Wednesday, June 24, 2009

Visualizing waste / material excess

"Where does the ゴミ [garbage] stop and the world begin?"
-- William Gibson from 'The Winter Market'

"[In William Gibson's 'The Winter Market'] garbage properly belongs to, and defines, the periphery; but in Rubin’s vision it has invaded the center and threatens eventually to bury it. Yet Gibson does not present this invasion of the center as an entirely negative process. Postmodernism, to venture a generalization, is interested in waste. Waste is a dark counterpart to the surplus value created by material or cultural production; it is an ironic or parodic final twist to the process. At the same time, it is from the periphery, and from waste, that new vitality can arise and new values be created. Each side of the value/waste opposition defines the other, and life itself exists between the polarities of sterility and decay, what is gold and what is shit."
-- Paul Delany from “Hardly the Center of the World”

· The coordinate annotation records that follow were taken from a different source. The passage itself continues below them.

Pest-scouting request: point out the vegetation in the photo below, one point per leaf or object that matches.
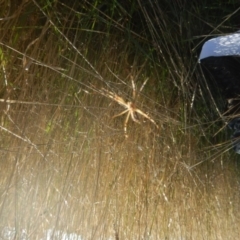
(71, 164)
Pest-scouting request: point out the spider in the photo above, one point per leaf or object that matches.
(130, 107)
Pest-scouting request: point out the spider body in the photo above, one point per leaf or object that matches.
(130, 107)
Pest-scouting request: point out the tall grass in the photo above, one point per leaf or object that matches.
(67, 169)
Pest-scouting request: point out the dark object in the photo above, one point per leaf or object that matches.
(220, 61)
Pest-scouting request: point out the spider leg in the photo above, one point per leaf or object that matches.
(125, 125)
(134, 88)
(133, 117)
(146, 116)
(120, 114)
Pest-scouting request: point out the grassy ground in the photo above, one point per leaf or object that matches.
(66, 164)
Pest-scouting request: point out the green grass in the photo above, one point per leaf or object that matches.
(65, 162)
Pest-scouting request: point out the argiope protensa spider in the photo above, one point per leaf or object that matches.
(130, 107)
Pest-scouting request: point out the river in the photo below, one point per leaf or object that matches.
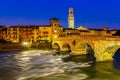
(41, 65)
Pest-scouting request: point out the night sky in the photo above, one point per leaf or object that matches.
(89, 13)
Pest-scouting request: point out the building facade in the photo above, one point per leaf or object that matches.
(71, 18)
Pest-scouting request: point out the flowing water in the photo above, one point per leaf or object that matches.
(41, 65)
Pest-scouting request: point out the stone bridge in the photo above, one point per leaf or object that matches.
(103, 47)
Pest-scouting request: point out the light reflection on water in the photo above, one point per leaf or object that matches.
(38, 65)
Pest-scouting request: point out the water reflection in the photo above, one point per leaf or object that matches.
(42, 65)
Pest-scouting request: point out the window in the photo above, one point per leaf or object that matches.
(45, 32)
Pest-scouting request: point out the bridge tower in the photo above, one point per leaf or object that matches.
(71, 18)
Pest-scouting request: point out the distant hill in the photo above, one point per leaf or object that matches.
(117, 33)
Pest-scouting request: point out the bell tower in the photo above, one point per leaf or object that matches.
(71, 18)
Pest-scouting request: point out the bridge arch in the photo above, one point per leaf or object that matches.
(110, 52)
(66, 47)
(88, 51)
(56, 46)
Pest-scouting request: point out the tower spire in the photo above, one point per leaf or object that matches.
(71, 18)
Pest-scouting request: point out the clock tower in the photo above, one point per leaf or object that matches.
(71, 18)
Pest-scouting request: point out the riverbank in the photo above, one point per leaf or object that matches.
(18, 47)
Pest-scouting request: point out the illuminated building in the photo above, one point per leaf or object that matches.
(3, 32)
(71, 18)
(13, 34)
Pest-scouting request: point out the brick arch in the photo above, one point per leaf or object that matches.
(66, 47)
(56, 46)
(109, 52)
(85, 45)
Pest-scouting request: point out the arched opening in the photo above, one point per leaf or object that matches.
(90, 53)
(87, 50)
(56, 47)
(66, 47)
(116, 56)
(116, 59)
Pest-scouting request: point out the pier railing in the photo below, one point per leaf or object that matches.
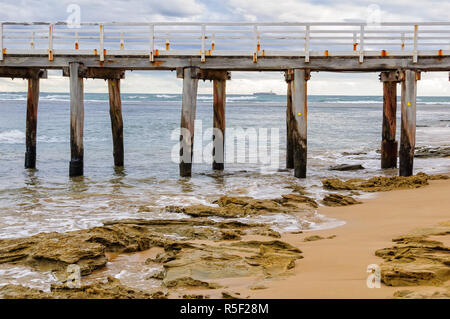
(226, 39)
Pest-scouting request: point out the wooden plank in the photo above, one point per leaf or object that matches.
(408, 127)
(299, 113)
(97, 73)
(219, 90)
(23, 73)
(31, 126)
(389, 145)
(188, 108)
(76, 121)
(115, 112)
(237, 63)
(290, 122)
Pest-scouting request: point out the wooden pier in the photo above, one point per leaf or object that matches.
(210, 51)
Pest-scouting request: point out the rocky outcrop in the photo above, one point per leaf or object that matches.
(417, 259)
(198, 265)
(233, 207)
(335, 200)
(432, 152)
(111, 289)
(381, 183)
(87, 248)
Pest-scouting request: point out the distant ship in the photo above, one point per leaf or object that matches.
(264, 93)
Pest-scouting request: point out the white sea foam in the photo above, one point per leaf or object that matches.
(12, 137)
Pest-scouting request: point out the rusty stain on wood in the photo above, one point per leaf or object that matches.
(31, 126)
(188, 110)
(408, 127)
(219, 92)
(389, 145)
(299, 131)
(115, 112)
(76, 121)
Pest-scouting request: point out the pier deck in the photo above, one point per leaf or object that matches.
(209, 51)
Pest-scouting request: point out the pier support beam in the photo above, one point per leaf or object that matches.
(115, 112)
(33, 75)
(299, 114)
(219, 90)
(77, 74)
(389, 146)
(31, 127)
(408, 128)
(290, 121)
(76, 120)
(188, 108)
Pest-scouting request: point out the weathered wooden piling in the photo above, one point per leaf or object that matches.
(408, 127)
(31, 126)
(33, 75)
(115, 112)
(290, 121)
(219, 92)
(76, 120)
(299, 113)
(188, 108)
(389, 145)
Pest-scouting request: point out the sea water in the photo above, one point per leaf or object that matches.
(341, 129)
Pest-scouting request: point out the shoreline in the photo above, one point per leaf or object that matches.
(259, 263)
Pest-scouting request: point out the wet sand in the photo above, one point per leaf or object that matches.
(337, 268)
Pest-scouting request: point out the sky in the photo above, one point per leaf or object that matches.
(231, 11)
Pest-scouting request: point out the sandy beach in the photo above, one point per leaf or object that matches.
(336, 268)
(199, 257)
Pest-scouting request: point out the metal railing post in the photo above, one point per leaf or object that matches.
(152, 42)
(50, 42)
(203, 59)
(361, 44)
(416, 31)
(307, 44)
(1, 41)
(102, 50)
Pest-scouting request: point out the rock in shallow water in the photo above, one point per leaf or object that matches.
(111, 289)
(381, 183)
(336, 200)
(346, 167)
(417, 260)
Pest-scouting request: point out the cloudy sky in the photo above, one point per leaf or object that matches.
(231, 10)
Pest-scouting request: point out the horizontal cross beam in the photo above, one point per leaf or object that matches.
(205, 74)
(327, 64)
(23, 73)
(97, 73)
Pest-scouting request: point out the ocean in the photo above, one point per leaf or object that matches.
(341, 129)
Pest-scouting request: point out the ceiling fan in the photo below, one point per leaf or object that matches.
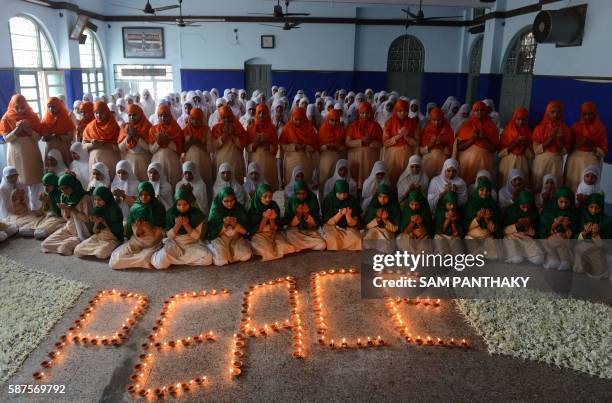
(419, 17)
(278, 11)
(149, 9)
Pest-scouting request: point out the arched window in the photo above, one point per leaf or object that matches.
(92, 65)
(34, 62)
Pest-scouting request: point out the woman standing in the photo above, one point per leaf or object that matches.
(401, 139)
(135, 140)
(590, 145)
(551, 140)
(20, 127)
(364, 141)
(263, 145)
(168, 143)
(100, 138)
(477, 140)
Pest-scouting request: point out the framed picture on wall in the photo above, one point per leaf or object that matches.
(143, 43)
(267, 41)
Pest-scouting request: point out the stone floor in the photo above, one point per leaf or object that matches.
(271, 373)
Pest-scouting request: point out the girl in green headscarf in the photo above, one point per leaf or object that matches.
(144, 231)
(520, 226)
(303, 219)
(482, 217)
(75, 206)
(185, 225)
(590, 253)
(416, 225)
(227, 226)
(106, 224)
(264, 224)
(341, 212)
(382, 217)
(558, 223)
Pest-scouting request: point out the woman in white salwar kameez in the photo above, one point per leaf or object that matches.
(185, 224)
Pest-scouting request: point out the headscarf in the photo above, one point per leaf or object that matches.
(218, 212)
(237, 188)
(142, 126)
(594, 132)
(77, 190)
(331, 204)
(57, 124)
(198, 187)
(552, 211)
(407, 178)
(331, 182)
(329, 134)
(512, 132)
(293, 202)
(371, 184)
(407, 212)
(195, 215)
(392, 206)
(110, 212)
(80, 167)
(163, 189)
(476, 203)
(152, 212)
(257, 208)
(106, 131)
(171, 129)
(103, 169)
(10, 118)
(438, 183)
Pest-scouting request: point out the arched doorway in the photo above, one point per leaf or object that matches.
(474, 71)
(518, 69)
(405, 65)
(257, 76)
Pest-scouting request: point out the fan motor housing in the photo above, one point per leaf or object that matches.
(563, 27)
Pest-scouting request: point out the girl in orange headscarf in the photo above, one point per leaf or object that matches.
(20, 127)
(590, 145)
(168, 144)
(401, 139)
(87, 116)
(263, 145)
(100, 139)
(331, 141)
(198, 144)
(477, 140)
(134, 141)
(364, 141)
(229, 139)
(436, 143)
(57, 129)
(298, 141)
(551, 139)
(515, 148)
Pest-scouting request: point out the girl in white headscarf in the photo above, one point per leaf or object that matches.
(413, 178)
(163, 190)
(192, 180)
(125, 187)
(341, 173)
(80, 163)
(377, 177)
(55, 162)
(225, 177)
(447, 180)
(99, 176)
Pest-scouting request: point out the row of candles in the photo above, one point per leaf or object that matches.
(144, 367)
(75, 332)
(401, 326)
(319, 309)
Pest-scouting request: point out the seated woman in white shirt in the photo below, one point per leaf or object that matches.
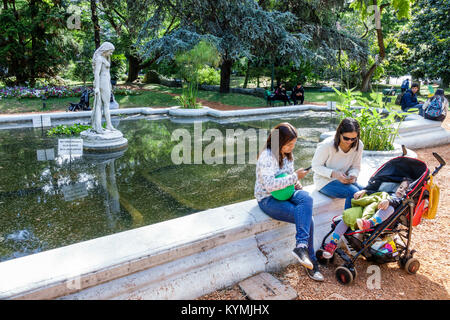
(275, 159)
(337, 161)
(336, 165)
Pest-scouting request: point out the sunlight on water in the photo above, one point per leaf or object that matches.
(48, 201)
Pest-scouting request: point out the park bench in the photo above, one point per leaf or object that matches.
(272, 103)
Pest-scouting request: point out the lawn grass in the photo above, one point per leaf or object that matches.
(154, 95)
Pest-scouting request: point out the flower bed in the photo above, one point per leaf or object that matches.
(53, 92)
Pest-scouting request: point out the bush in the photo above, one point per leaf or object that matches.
(209, 76)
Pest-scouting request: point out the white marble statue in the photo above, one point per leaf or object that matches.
(101, 63)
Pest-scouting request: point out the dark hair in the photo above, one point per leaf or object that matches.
(347, 125)
(286, 133)
(408, 180)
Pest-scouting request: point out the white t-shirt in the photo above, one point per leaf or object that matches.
(267, 168)
(326, 160)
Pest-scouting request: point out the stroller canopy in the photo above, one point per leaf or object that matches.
(395, 170)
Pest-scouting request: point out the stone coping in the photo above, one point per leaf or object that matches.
(172, 111)
(83, 268)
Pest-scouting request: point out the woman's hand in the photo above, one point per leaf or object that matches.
(351, 179)
(383, 204)
(359, 194)
(340, 177)
(301, 173)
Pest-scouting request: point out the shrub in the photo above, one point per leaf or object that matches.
(209, 76)
(378, 130)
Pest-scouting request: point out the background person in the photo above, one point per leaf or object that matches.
(337, 161)
(280, 94)
(436, 107)
(409, 99)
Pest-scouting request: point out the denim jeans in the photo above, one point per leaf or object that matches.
(337, 189)
(417, 106)
(297, 210)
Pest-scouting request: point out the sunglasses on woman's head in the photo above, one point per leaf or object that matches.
(348, 139)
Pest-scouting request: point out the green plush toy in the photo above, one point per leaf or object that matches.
(283, 194)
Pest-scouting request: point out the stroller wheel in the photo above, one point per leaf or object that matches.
(344, 275)
(412, 266)
(322, 260)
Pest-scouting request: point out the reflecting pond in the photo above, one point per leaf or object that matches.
(48, 200)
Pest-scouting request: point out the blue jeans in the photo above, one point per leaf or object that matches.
(297, 210)
(417, 106)
(337, 189)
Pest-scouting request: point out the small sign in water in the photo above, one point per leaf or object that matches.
(331, 105)
(74, 191)
(45, 155)
(70, 147)
(41, 121)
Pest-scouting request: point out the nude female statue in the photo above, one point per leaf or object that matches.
(101, 63)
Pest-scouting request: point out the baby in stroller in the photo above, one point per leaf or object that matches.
(364, 214)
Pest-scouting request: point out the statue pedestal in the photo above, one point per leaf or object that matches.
(106, 142)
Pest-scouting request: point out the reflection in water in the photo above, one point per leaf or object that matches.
(49, 202)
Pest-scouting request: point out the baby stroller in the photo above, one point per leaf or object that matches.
(83, 105)
(398, 227)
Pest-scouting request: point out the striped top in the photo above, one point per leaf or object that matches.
(267, 168)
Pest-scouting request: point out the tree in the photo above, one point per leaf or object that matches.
(95, 23)
(428, 38)
(35, 42)
(237, 28)
(373, 10)
(127, 18)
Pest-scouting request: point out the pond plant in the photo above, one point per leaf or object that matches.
(379, 124)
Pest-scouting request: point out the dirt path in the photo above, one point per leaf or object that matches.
(430, 239)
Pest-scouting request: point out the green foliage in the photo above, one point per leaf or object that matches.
(63, 130)
(190, 64)
(378, 131)
(118, 66)
(35, 42)
(192, 61)
(208, 75)
(428, 38)
(188, 98)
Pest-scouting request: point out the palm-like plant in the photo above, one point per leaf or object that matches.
(378, 129)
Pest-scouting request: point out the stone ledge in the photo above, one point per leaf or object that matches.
(177, 259)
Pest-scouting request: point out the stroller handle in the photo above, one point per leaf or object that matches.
(439, 159)
(441, 163)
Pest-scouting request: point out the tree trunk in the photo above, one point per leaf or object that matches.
(225, 76)
(366, 84)
(96, 25)
(134, 66)
(247, 75)
(367, 76)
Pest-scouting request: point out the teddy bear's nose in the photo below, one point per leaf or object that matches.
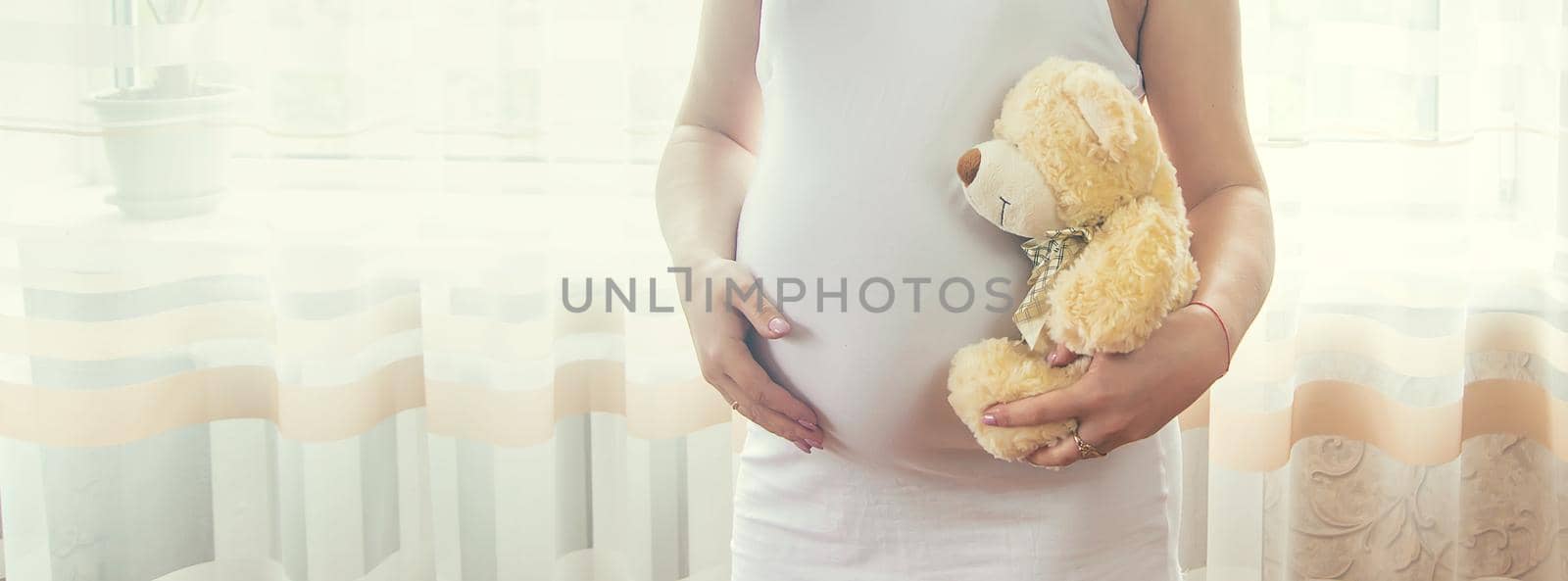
(969, 167)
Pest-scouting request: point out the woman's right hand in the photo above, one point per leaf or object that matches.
(720, 321)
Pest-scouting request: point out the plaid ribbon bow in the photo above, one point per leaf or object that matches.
(1050, 253)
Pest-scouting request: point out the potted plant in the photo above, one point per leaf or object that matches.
(165, 146)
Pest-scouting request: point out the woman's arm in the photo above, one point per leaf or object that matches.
(1192, 73)
(702, 185)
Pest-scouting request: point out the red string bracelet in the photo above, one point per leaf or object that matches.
(1223, 329)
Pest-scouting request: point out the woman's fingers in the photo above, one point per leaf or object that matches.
(1053, 406)
(757, 384)
(745, 296)
(757, 397)
(1065, 453)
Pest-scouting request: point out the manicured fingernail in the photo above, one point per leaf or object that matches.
(778, 324)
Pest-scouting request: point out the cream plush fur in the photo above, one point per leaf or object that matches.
(1090, 159)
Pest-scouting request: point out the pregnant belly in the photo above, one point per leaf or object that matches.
(880, 300)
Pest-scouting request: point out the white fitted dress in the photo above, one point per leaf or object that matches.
(867, 105)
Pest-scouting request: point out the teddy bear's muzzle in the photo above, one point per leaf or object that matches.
(969, 167)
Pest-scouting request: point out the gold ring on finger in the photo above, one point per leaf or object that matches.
(1087, 450)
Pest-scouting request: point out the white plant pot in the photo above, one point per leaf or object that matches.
(167, 156)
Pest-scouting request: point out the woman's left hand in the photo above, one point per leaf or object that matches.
(1126, 397)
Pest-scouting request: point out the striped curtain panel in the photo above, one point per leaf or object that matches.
(1397, 412)
(428, 331)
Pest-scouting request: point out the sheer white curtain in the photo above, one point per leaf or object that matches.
(361, 366)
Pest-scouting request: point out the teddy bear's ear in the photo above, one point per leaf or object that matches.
(1109, 109)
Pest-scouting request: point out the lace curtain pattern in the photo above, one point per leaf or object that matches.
(361, 365)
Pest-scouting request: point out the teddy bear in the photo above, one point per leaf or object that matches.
(1074, 167)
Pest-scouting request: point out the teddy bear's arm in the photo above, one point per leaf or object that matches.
(1136, 271)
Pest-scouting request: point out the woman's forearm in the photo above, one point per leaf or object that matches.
(1233, 243)
(702, 185)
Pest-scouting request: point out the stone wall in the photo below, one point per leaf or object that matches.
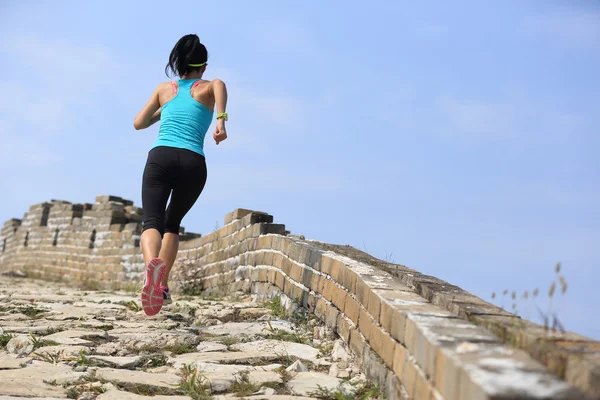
(414, 334)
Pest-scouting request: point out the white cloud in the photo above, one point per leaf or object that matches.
(41, 103)
(519, 118)
(573, 30)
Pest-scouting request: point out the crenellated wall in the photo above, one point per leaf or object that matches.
(414, 334)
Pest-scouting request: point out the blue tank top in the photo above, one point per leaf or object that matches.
(183, 120)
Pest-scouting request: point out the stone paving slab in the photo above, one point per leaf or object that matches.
(61, 343)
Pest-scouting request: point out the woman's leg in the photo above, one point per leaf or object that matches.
(190, 183)
(168, 253)
(156, 188)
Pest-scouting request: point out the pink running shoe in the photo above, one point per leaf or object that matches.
(152, 293)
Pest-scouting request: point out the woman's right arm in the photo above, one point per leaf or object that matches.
(219, 93)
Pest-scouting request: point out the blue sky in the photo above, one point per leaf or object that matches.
(458, 138)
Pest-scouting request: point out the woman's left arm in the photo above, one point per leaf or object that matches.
(150, 114)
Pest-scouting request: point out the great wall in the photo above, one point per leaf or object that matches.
(413, 335)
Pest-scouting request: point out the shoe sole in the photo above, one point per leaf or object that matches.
(152, 298)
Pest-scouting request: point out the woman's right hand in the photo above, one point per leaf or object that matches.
(220, 133)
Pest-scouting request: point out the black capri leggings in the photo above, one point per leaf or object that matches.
(179, 173)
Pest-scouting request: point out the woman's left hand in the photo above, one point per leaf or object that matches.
(220, 133)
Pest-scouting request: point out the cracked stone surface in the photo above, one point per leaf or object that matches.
(58, 342)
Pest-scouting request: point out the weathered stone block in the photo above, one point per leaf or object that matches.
(352, 309)
(357, 344)
(344, 326)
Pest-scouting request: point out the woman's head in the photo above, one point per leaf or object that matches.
(188, 55)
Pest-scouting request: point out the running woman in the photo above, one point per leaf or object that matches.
(176, 166)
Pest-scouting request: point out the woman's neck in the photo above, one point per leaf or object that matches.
(193, 75)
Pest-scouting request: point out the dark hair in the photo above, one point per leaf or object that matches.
(188, 50)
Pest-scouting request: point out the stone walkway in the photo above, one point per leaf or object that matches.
(57, 342)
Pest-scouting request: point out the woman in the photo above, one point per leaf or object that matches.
(176, 165)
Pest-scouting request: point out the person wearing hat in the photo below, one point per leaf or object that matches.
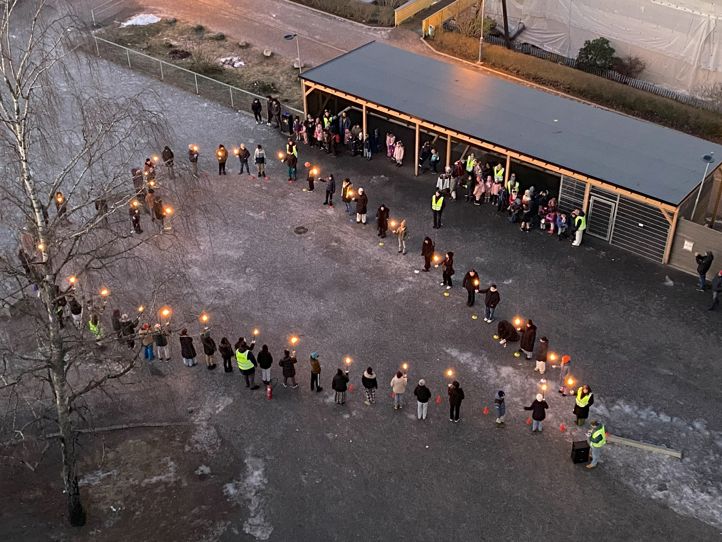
(500, 407)
(160, 337)
(716, 291)
(209, 348)
(422, 394)
(597, 438)
(315, 372)
(369, 382)
(538, 408)
(564, 369)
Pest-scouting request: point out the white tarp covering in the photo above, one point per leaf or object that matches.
(679, 40)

I'm reminded of La Part Maudite of Bataille's solar economy -- be it violence, luxury, eroticism, or the material waste of an excessive consumer culture. What defines us is not how we deal with scarcity and necessity, but how we choose to deal with excess and waste. The following projects attempt to visualize the material waste of our everyday lives, that which is too easily swept away and forgotten...

Photographer: Chris Jordon






Photographer : Edward Burtynsky






"Journalism students from the University of British Columbia uncovered some secret U.S. military information amid electronic waste shipped abroad ... Criminals also scour the hard drives for credit card information, social security numbers and other personal information ... the recycling of electronic waste pollutes the environment and poisons people who scavenge the e-waste for metal, producing high levels of lead in children and mother's breast milk ... The United States can dump potentially dangerous electronics abroad because the country hasn't ratified an international treaty banning the export of hazardous waste."